A validade da recuperação judicial quando um único credor nega o acordo
Atualmente, com crise econômico-financeira que abarca todo o Brasil, inclusive agravada pela pandemia do coronavírus, é de extrema relevância tratar do procedimento e peculiaridades dos processos de Recuperação Judicial das empresas.
O processo de Recuperação Judicial, previsto na Lei 11.101/2005 (“LRF”), é um instituto no qual tem como objetivo viabilizar a superação de uma crise econômico-financeira vivenciada por uma empresa tornando-se, portanto, uma medida não só a evitar a falência, mas soerguer aquela em crise, economicamente viável. Desta forma, através deste procedimento, as empresas realizam uma negociação entre seus credores acerca de seus créditos, forma e prazo para pagamento.
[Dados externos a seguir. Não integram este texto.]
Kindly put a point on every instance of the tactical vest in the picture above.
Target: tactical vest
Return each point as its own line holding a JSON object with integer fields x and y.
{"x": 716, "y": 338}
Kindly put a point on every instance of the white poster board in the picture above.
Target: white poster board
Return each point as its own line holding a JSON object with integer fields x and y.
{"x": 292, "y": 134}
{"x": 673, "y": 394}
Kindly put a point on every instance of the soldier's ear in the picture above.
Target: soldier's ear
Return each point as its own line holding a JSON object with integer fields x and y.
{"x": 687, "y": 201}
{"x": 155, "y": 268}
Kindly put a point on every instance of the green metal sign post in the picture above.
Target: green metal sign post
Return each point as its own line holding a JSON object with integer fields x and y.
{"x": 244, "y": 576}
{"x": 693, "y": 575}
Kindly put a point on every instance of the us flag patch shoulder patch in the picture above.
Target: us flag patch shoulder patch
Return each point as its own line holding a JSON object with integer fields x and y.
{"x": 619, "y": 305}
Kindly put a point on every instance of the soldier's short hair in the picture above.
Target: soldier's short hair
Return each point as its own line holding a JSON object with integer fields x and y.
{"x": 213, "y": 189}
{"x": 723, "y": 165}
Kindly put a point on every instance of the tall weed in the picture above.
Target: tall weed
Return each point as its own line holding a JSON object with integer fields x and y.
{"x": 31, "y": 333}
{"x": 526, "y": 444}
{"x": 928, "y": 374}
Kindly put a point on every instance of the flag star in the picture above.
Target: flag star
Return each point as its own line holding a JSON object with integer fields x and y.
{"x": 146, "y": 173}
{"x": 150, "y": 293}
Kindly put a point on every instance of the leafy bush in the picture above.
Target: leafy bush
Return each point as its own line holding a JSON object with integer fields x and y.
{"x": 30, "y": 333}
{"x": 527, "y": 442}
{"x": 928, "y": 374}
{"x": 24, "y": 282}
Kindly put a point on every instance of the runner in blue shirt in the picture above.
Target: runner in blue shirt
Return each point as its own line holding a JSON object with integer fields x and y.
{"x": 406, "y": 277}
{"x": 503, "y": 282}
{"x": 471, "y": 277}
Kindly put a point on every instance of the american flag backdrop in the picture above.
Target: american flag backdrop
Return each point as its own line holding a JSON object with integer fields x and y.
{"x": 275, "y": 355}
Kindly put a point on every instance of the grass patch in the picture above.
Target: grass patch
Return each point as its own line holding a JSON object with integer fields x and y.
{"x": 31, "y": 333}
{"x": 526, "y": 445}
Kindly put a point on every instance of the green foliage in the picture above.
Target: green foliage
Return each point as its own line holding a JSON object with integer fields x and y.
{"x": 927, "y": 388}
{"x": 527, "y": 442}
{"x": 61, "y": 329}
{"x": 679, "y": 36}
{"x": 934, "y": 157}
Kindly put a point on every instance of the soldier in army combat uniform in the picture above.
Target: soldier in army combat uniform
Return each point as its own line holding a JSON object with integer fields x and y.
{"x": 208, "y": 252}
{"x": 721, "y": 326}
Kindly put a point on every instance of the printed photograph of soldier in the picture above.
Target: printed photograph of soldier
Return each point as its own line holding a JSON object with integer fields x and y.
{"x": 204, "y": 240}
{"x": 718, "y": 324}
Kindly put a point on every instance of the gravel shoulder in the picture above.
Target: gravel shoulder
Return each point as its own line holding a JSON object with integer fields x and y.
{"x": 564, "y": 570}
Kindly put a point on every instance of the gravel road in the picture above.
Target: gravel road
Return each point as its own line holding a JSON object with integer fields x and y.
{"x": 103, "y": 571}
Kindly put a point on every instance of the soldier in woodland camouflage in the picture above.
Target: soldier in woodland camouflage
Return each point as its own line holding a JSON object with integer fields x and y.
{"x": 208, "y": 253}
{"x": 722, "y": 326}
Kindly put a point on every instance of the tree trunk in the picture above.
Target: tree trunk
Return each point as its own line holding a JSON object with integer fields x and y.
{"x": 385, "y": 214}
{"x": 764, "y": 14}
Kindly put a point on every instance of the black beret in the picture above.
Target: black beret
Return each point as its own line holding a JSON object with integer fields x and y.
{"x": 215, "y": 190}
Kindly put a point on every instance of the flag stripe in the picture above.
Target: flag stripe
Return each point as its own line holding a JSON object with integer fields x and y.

Assim, a ideia central deste processo não é apenas ajudar a empresa por si só, mas sim auxiliar a estrutura econômico-financeira como um todo.
Diante desse cenário de negociação entre a empresa Recuperanda e seus credores, é que surge a necessidade da apresentação do chamado Plano de Recuperação Judicial (“PRJ”), no qual irá prever basicamente as formas, opções e tempo de pagamento desses créditos. No entanto, para efetivamente a empresa atingir o seu objetivo de soerguimento, afastando a indesejada falência e proporcionando seu almejado soerguimento, tal plano obrigatoriamente deverá ser votado e aprovado por todas as classes de credores, conforme preconiza a LRF.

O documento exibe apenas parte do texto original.